Deep Natural Language Processing with R and Apache Spark - Databricks

Deep Natural Language Processing with R and Apache Spark

Neural embeddings (Bengio et al. (2003), Olah (2014)) aim to map words, tokens, and general compositions of text to vector spaces, which makes them amenable for modeling, visualization, and inference. In this talk, we describe how to use neural embeddings of natural and programming languages using R and Spark. In particular, we’ll see how the combination of a distributed computing paradigm in Spark with the interactive programming and visualization capabilities in R can make exploration and inference of natural language processing models easy and efficient. Building upon the tidy data principles formalized and efficiently crafted in Wickham (2014), Silge and Robinson (2016) have provided the foundations for modeling and crafting natural language models with the tidytext package.

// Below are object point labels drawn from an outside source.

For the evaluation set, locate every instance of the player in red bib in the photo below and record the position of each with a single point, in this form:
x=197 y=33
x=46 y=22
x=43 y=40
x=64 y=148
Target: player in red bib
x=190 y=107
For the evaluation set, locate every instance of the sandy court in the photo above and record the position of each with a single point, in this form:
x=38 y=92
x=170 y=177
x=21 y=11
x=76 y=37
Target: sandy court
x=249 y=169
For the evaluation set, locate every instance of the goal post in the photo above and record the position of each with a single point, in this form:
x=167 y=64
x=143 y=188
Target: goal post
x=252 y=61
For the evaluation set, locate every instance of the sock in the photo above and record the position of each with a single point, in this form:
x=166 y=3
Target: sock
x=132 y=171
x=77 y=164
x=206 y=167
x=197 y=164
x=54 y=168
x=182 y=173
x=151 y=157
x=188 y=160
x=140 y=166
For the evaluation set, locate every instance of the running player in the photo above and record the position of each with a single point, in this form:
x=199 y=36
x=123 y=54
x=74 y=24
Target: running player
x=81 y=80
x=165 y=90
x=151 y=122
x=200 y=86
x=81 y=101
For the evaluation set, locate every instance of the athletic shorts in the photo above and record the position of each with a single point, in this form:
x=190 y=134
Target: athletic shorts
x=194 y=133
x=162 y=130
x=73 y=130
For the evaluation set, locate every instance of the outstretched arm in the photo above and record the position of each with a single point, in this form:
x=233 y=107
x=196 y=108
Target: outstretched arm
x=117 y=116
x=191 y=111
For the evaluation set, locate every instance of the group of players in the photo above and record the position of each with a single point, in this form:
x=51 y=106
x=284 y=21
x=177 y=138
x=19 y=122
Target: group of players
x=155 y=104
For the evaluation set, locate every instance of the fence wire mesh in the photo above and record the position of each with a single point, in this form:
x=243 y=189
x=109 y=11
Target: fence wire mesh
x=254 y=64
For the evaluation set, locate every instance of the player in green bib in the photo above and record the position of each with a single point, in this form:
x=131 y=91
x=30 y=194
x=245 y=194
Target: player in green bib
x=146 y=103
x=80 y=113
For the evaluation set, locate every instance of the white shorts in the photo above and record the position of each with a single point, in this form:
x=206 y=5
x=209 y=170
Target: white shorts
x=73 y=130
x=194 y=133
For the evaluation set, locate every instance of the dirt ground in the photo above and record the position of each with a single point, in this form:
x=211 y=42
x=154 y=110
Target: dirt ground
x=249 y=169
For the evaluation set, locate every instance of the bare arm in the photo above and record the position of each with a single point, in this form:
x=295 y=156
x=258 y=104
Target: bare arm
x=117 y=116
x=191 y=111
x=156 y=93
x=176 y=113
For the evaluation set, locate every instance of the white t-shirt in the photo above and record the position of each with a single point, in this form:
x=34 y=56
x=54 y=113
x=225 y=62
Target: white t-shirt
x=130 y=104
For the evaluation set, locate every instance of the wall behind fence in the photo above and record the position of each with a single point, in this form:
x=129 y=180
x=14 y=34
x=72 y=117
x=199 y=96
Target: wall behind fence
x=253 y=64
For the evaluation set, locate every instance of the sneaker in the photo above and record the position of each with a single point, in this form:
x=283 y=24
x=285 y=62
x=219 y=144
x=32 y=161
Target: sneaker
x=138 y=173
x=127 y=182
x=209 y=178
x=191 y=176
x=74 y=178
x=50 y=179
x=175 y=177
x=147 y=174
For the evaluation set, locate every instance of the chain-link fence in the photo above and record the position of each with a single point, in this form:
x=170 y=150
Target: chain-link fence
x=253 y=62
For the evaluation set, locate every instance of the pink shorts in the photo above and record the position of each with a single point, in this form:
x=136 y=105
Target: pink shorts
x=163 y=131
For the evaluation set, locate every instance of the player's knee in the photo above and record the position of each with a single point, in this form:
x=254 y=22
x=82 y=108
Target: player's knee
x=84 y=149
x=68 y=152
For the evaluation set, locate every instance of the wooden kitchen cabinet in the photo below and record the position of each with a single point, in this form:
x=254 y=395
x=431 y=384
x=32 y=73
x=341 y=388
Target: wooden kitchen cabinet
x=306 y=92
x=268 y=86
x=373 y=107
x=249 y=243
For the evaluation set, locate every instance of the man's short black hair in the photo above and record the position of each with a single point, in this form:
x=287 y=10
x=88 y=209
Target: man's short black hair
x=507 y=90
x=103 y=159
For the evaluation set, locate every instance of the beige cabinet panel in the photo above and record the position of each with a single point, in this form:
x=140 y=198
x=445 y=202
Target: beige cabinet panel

In this talk, we’ll describe how we can build scalable pipelines within this framework to prototype text mining and neural embedding models in R, and then deploy them on Spark clusters using the sparklyr and the RevoScaleR packages. To describe the utility of this framework we’ll provide an example where we’ll train a sequence to sequence neural attention model for summarizing git commits, pull request and their associated messages (Zaidi (2017), and then deploy them on Spark clusters where we will then be able to do efficient network analysis on the neural embeddings with a sparklyr extension to GraphFrames.

 

About Ali Zaidi

Ali is a data scientist in the language understanding team at Microsoft AI Research. He spends his days trying to make tools for researchers and engineers to analyze large quantities of language data efficiently in the cloud and on clusters. Ali studied statistics and machine learning at the University of Toronto and Stanford University.